E aggiunge: «il mio lavoro è orientato verso quelle persone che non beneficiano di questa risorsa e che sono almeno un miliardo o forse due». La studiosa snocciola statistiche delle Nazioni Unite che raccontano di come 2,5 miliardi di persone (circa il 40 percento della popolazione mondiale) non abbiano acqua potabile.

«È una situazione insostenibile. Deve esserci un cambio radicale attorno all’acqua come riguardo all’ambiente e al cibo. Il mio lavoro consiste proprio nel cercare di trovare soluzioni a questo problema anche se so che non si può cambiare tutto subito».

 

Un sistema di purificazione in Ghana

 

Ma le cose possono essere cambiate. E Marcott lo ha dimostrato con i fatti. Nei sette anni in cui ha lavorato in Nepal lei e il suo team di studenti sono riusciti ad elaborare un filtro per combattere la contaminazione delle acque da arsenico.

«Questo tipo di inquinamento riguarda 200 milioni di persone nel mondo. Il nostro lavoro in Nepal ha portato acqua pulita a 200 mila persone. Peccato che l’insurrezione dei maoisti e l’instabile e poco sicura situazione politica ci abbia allontanati dal paese».

Susan successivamente lavora in Ghana ad un sistema di purificazione delle acque.
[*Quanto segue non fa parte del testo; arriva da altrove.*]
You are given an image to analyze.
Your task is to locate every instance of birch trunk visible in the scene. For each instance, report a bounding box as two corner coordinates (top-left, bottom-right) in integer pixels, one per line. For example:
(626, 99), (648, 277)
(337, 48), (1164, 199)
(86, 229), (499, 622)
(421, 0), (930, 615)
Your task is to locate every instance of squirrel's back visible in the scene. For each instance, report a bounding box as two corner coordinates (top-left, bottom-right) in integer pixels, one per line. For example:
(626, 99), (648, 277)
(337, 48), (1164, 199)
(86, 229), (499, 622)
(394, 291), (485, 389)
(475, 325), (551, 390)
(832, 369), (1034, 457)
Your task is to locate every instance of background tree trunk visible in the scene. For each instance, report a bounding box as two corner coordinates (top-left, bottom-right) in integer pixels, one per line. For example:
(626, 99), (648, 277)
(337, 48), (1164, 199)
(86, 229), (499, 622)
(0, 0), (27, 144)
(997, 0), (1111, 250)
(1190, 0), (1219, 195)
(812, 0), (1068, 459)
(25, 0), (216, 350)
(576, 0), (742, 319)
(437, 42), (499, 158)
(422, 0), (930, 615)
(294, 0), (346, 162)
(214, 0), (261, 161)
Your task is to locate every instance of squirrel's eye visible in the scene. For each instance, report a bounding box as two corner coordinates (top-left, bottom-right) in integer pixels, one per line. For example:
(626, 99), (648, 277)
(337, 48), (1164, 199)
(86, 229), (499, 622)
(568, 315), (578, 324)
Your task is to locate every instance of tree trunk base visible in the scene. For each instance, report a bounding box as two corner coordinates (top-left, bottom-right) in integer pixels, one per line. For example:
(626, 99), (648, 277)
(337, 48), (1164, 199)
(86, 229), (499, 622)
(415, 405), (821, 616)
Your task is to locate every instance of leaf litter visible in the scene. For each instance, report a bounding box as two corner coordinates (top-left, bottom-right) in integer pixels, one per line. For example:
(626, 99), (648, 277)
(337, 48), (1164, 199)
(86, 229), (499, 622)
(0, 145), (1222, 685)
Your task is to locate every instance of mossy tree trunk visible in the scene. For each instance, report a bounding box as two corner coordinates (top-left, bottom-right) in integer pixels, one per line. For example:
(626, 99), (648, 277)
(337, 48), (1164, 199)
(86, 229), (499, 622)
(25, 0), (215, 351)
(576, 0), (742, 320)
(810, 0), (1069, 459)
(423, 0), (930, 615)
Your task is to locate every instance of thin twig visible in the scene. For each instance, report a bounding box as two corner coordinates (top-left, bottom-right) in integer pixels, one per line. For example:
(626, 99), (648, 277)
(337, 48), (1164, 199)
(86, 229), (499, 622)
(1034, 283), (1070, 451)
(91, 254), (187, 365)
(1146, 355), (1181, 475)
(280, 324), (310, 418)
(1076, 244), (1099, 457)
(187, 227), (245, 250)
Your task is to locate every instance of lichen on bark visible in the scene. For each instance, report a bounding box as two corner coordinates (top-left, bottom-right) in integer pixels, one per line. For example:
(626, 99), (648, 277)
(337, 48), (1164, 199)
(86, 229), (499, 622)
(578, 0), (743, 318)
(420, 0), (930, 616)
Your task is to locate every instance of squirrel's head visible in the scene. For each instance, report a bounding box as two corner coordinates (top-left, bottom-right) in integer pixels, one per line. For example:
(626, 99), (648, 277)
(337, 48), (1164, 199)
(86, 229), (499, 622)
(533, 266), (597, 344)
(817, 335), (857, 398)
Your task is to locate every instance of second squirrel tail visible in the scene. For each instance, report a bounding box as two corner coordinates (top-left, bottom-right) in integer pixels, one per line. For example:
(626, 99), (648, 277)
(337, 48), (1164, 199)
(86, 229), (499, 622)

Col suo progetto un milione di persone in più in quel paese hanno ora accesso all’acqua pulita direttamente da casa.

«I sistemi che portano le acque pulite in tutte le case del nord del mondo sono molto costosi. Io vengo da Boston e l’acquedotto della mia città che serve tre milioni di persone costa un miliardo di dollari.

Quattro sono i miliardi di dollari che servono invece per ripulire queste acque. Cifre impossibili in paesi in cui le persone guadagnano uno o due dollari al giorno.

Loro non hanno bisogno di un sistema così sofisticato ma di soluzioni low cost. Ed è quello a cui mi dedico cercando di capire quali nuove soluzioni gli ingegneri come me possano trovare utilizzando risorse e personale locale».

 

Credere nei giovani e dare ascolto alle donne

 

Poi Susan, che insieme ai suoi studenti ha già vinto vari premi e riconoscimenti internazionali, aggiunge: «l’acqua pulita per tutti gli abitanti del Pianeta costerebbe un sedicesimo del budget che gli USA hanno impegnato nelle guerre di Iraq e Afghanistan».

Una constatazione amara, ma che porta con sé anche una grande speranza: quella che sempre più persone nel mondo prendano consapevolezza di questo problema e possano fare la loro parte. Aggiunge Murcott: «ho visto segnali positivi soprattutto da parte dei giovani che ora possono viaggiare e, attraverso internet, condividere di più le proprie idee ed esperienze».

Infine, come rendere le nostre società più sagge? la scienziata del Mit non ha dubbi: «Dobbiamo dare più ascolto alle donne perché dobbiamo cambiare nel mondo quello che Eisenhower chiamava il complesso militare industriale.

Non avremmo bisogno di combattere il terrorismo se combattessimo la povertà con gli stessi budget che gli Usa destinano alle guerre. Dobbiamo dirottare questi fondi destinandoli ad operazioni di peace keeping e a iniziative per portare acqua e cibo alle persone che non ne hanno”.